Several crew members were injured — one later died of burn-related injuries — and another is missing. The crew and two passengers abandoned ship, nearly 1,000 miles from England and well beyond the range of rescue helicopters, about 6 a.m.
The United Kingdom’s Maritime and Coastguard Agency said the Falmouth Coastguard, in Cornwall, received a relayed mayday broadcast and alerted vessels in the area of the stricken Flaminia, but most were at least six hours away. The oil tanker DS Crown was first on the scene and rescued 22 crew members and the two passengers from a lifeboat and raft.
The Flaminia was still drifting, ablaze, as of Monday evening, with the first of two firefighting salvage tugs expected to arrive on the scene tonight.
Maritime industry trade publications were discussing the value of the salvage contracts Monday and speculating as to the cause of the explosion.

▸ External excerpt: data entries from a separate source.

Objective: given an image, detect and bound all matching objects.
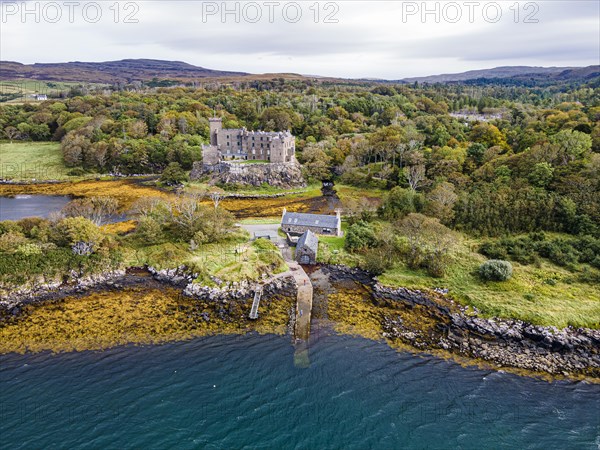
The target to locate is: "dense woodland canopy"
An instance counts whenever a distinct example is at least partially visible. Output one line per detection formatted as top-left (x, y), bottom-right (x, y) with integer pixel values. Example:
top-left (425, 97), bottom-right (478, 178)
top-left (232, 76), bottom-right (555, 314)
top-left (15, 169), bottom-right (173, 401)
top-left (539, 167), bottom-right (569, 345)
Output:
top-left (0, 79), bottom-right (600, 243)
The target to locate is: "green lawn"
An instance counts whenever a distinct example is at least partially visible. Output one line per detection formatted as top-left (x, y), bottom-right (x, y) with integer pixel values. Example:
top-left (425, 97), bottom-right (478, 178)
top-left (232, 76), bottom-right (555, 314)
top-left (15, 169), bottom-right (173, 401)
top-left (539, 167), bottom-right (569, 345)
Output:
top-left (0, 79), bottom-right (106, 103)
top-left (185, 181), bottom-right (321, 197)
top-left (0, 141), bottom-right (89, 181)
top-left (379, 237), bottom-right (600, 328)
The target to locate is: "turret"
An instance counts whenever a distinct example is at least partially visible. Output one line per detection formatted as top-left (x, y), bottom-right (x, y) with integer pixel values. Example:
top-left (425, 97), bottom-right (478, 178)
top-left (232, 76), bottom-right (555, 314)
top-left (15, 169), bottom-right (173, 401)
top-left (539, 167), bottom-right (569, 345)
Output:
top-left (208, 117), bottom-right (223, 146)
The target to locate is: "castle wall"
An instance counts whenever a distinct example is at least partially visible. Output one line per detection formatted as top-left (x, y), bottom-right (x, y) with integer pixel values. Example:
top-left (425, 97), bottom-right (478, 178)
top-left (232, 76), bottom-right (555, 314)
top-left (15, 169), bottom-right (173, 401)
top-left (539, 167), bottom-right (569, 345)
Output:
top-left (209, 118), bottom-right (296, 163)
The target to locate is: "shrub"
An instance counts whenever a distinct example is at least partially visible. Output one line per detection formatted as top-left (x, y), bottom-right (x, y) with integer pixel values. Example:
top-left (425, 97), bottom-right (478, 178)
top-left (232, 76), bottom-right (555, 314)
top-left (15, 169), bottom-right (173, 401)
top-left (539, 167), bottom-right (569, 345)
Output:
top-left (344, 222), bottom-right (377, 252)
top-left (160, 162), bottom-right (189, 186)
top-left (361, 248), bottom-right (393, 275)
top-left (479, 259), bottom-right (512, 281)
top-left (67, 167), bottom-right (87, 177)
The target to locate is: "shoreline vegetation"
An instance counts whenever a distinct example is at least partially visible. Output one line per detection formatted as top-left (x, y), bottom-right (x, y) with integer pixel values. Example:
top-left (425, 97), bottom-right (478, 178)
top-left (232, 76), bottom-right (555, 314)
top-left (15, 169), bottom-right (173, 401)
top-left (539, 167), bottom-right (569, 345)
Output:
top-left (0, 266), bottom-right (600, 382)
top-left (0, 75), bottom-right (600, 373)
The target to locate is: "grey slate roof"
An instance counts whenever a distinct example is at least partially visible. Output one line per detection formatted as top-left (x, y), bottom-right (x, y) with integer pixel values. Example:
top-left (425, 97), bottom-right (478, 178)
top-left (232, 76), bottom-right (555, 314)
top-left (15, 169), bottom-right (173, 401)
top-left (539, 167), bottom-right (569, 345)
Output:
top-left (296, 230), bottom-right (319, 254)
top-left (281, 212), bottom-right (340, 229)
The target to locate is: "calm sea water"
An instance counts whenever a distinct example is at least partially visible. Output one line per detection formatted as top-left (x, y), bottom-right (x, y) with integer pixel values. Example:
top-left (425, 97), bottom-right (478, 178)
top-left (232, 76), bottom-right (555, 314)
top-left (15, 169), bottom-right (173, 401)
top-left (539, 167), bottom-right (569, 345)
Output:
top-left (0, 195), bottom-right (71, 221)
top-left (0, 330), bottom-right (600, 450)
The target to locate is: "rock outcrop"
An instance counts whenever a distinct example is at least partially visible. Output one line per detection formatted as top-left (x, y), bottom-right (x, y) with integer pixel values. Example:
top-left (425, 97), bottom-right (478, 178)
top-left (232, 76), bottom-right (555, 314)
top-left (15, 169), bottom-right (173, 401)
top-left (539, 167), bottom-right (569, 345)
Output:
top-left (373, 284), bottom-right (600, 377)
top-left (190, 161), bottom-right (306, 189)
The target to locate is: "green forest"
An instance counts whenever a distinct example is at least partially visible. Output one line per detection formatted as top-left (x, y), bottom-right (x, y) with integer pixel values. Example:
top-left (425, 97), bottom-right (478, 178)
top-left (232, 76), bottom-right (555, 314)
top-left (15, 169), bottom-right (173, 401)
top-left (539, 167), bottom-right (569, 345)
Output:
top-left (0, 78), bottom-right (600, 324)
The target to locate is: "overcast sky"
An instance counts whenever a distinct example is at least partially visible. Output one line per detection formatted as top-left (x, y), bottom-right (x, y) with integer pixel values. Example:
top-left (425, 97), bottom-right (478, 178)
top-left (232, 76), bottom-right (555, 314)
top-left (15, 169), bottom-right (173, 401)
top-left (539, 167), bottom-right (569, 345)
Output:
top-left (0, 0), bottom-right (600, 79)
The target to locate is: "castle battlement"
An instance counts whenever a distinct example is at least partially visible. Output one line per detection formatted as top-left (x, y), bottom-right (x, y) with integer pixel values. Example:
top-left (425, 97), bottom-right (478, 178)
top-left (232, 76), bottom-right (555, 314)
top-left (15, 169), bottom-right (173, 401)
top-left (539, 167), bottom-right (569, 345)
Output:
top-left (202, 117), bottom-right (296, 164)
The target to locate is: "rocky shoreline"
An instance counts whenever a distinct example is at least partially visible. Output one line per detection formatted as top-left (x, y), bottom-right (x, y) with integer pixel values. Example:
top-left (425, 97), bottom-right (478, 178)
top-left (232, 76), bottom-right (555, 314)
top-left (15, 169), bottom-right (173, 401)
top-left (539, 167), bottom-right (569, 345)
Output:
top-left (0, 266), bottom-right (297, 323)
top-left (0, 266), bottom-right (600, 378)
top-left (328, 266), bottom-right (600, 378)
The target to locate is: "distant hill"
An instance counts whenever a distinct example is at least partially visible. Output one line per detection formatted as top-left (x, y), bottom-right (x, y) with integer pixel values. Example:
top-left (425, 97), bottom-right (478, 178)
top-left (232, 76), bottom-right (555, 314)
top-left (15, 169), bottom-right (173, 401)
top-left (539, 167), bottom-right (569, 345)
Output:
top-left (399, 66), bottom-right (600, 83)
top-left (0, 59), bottom-right (248, 84)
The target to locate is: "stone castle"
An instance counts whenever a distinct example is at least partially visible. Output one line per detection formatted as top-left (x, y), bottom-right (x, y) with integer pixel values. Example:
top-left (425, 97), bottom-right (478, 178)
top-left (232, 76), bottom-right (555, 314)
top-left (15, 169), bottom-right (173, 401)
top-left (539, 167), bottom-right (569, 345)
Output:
top-left (202, 117), bottom-right (296, 165)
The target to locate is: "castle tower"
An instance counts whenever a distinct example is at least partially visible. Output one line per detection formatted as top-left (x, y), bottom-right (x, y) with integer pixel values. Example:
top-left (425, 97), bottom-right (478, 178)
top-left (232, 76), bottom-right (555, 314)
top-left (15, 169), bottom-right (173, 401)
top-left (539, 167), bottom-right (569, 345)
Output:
top-left (208, 117), bottom-right (223, 146)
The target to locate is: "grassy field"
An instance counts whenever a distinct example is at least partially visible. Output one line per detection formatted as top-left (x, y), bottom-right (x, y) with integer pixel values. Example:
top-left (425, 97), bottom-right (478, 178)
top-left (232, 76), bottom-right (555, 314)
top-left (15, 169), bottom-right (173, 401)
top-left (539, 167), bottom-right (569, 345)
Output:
top-left (0, 79), bottom-right (100, 103)
top-left (0, 141), bottom-right (81, 181)
top-left (318, 230), bottom-right (600, 328)
top-left (125, 232), bottom-right (288, 286)
top-left (379, 241), bottom-right (600, 328)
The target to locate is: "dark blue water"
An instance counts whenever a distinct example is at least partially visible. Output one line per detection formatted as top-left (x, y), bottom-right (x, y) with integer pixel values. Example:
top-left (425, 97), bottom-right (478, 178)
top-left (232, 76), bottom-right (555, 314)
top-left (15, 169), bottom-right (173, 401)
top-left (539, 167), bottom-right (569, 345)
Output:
top-left (0, 195), bottom-right (71, 222)
top-left (0, 326), bottom-right (600, 450)
top-left (0, 195), bottom-right (127, 223)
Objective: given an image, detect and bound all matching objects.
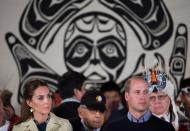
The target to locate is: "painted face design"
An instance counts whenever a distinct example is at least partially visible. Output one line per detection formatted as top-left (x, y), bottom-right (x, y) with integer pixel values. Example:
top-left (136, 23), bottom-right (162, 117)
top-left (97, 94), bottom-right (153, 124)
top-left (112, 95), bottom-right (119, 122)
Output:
top-left (64, 13), bottom-right (127, 83)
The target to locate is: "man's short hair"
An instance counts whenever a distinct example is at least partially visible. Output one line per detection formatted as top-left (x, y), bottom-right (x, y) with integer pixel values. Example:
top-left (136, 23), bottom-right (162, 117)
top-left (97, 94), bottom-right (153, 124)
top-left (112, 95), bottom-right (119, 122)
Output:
top-left (100, 81), bottom-right (120, 94)
top-left (58, 71), bottom-right (86, 99)
top-left (124, 76), bottom-right (144, 92)
top-left (80, 90), bottom-right (106, 112)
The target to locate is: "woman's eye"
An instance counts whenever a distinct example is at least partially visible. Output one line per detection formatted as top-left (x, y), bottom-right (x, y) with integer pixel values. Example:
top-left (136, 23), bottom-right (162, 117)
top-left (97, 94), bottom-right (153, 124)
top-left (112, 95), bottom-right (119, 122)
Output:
top-left (102, 44), bottom-right (118, 57)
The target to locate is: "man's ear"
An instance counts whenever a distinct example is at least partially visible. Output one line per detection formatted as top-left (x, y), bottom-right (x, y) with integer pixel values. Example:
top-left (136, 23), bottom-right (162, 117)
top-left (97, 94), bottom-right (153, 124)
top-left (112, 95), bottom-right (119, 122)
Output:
top-left (73, 88), bottom-right (79, 96)
top-left (125, 91), bottom-right (129, 101)
top-left (26, 100), bottom-right (32, 107)
top-left (77, 106), bottom-right (85, 119)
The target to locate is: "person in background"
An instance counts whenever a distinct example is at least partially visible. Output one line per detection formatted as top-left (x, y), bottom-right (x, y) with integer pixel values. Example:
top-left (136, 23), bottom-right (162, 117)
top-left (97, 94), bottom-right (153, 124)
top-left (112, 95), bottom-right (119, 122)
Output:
top-left (1, 90), bottom-right (20, 130)
top-left (178, 78), bottom-right (190, 131)
top-left (0, 97), bottom-right (10, 131)
top-left (103, 76), bottom-right (175, 131)
top-left (149, 69), bottom-right (179, 130)
top-left (70, 90), bottom-right (106, 131)
top-left (100, 81), bottom-right (123, 121)
top-left (52, 90), bottom-right (62, 108)
top-left (53, 71), bottom-right (86, 119)
top-left (13, 79), bottom-right (72, 131)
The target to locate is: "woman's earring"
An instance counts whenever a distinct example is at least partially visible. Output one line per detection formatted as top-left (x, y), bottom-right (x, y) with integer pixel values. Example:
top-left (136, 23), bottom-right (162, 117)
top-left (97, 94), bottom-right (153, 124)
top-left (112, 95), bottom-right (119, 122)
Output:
top-left (30, 107), bottom-right (34, 113)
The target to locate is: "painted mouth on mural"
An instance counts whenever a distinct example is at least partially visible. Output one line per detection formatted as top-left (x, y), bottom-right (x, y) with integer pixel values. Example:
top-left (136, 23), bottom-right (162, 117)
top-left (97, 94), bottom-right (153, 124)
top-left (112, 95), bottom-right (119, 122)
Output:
top-left (87, 72), bottom-right (106, 81)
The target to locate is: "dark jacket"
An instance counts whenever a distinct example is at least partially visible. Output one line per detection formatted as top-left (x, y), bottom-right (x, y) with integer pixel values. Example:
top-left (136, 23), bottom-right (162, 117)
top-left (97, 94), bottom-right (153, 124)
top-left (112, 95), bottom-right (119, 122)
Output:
top-left (52, 102), bottom-right (80, 119)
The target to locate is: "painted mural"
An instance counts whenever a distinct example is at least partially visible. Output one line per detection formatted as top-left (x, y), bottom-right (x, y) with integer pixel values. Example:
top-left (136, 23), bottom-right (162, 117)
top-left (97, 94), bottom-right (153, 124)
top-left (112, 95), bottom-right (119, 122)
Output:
top-left (1, 0), bottom-right (188, 103)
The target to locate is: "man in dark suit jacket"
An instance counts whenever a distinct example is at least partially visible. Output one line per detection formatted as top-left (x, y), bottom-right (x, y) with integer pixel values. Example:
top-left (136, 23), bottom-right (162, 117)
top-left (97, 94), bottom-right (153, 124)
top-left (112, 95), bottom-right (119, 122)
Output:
top-left (70, 91), bottom-right (106, 131)
top-left (53, 71), bottom-right (86, 119)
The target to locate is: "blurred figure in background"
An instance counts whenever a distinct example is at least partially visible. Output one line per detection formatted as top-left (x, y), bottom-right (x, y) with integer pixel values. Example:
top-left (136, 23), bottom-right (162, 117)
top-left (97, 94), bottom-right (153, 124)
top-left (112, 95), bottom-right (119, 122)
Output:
top-left (70, 90), bottom-right (106, 131)
top-left (52, 89), bottom-right (62, 108)
top-left (53, 71), bottom-right (86, 119)
top-left (100, 81), bottom-right (123, 121)
top-left (148, 68), bottom-right (179, 130)
top-left (13, 79), bottom-right (72, 131)
top-left (179, 78), bottom-right (190, 131)
top-left (1, 90), bottom-right (20, 130)
top-left (0, 97), bottom-right (10, 131)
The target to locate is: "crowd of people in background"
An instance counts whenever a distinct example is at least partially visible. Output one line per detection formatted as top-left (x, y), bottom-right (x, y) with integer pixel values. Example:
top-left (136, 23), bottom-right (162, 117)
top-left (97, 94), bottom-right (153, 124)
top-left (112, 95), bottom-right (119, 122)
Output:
top-left (0, 69), bottom-right (190, 131)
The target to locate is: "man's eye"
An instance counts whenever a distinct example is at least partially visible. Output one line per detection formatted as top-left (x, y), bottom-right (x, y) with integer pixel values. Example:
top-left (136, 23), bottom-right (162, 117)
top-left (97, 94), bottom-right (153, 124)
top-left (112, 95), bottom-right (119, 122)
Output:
top-left (38, 96), bottom-right (44, 100)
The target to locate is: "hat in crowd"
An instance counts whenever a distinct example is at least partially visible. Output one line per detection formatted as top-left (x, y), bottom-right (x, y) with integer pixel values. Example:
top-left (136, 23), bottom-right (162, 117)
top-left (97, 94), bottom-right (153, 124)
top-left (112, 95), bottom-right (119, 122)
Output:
top-left (145, 68), bottom-right (179, 129)
top-left (81, 90), bottom-right (106, 112)
top-left (180, 78), bottom-right (190, 93)
top-left (145, 68), bottom-right (174, 99)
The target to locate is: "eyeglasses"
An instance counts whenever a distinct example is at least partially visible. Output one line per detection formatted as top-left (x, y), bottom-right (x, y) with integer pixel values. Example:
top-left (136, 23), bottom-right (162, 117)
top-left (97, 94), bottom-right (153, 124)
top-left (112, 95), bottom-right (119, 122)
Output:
top-left (146, 73), bottom-right (167, 93)
top-left (181, 87), bottom-right (190, 93)
top-left (149, 95), bottom-right (167, 102)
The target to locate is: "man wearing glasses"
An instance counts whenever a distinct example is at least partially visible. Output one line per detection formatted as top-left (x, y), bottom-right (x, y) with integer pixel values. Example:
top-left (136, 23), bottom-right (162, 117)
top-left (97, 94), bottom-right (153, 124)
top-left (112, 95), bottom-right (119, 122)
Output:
top-left (149, 72), bottom-right (179, 130)
top-left (103, 76), bottom-right (175, 131)
top-left (179, 78), bottom-right (190, 131)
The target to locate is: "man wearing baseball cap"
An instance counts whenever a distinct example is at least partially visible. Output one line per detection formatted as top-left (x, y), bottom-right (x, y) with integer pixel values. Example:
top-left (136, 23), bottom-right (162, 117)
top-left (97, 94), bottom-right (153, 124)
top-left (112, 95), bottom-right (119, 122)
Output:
top-left (70, 90), bottom-right (106, 131)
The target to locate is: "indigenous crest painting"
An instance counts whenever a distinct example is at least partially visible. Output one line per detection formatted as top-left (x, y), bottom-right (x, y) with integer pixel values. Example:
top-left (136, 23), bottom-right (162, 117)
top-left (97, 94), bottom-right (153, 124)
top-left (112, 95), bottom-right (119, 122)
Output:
top-left (1, 0), bottom-right (190, 107)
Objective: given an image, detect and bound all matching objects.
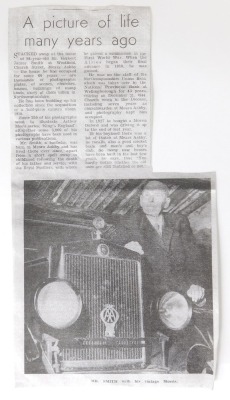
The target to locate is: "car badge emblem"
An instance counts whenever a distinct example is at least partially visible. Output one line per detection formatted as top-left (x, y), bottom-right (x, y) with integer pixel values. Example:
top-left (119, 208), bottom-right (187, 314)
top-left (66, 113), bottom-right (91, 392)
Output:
top-left (100, 304), bottom-right (119, 337)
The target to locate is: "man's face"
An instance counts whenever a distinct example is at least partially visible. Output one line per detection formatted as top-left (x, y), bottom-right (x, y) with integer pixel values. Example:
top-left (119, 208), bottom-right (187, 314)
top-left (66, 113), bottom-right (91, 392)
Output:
top-left (140, 189), bottom-right (168, 217)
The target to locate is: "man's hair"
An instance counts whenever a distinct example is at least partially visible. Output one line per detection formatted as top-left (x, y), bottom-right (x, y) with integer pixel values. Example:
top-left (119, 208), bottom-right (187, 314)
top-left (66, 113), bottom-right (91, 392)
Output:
top-left (142, 181), bottom-right (169, 196)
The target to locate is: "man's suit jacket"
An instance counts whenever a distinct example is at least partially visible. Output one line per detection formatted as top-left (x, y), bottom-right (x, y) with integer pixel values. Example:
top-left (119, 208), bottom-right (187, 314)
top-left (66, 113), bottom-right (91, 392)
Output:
top-left (112, 211), bottom-right (203, 294)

TradeWinds news reported that the Flaminia was carrying 2,876 shipping containers, worth perhaps $90 million as an insurance claim.
The industry publication raised speculation about a bleaching agent, calcium hypochlorite, reporting that it “is shipped in containers and can spontaneously combust,” but TradeWinds also reported that NSB said the chemical was not on the cargo manifest.
“Until the arrival of the salvage vessels, the cause of the incident and the condition of MSC Flaminia remains unresolved,” NSB said.
At 984 feet, the 11-year-old Flaminia is among the large post-Panamax class of container ship, and is nearly 100 feet longer than the aircraft carrier Yorktown in Charleston Harbor.
The Flaminia was chartered by Mediterranean Shipping Co., an international firm with offices in Mount Pleasant. MSC declined to comment on the events involving the ship, as did the S.C. Ports Authority.
The Flaminia’s last port call was Charleston’s Wando Welch Terminal. The crew included German, Polish and Filipino nationals. There was no information available as to the nationality of the two passengers.
TradeWinds reported that Germany, where the ship is flagged, will conduct an official accident investigation.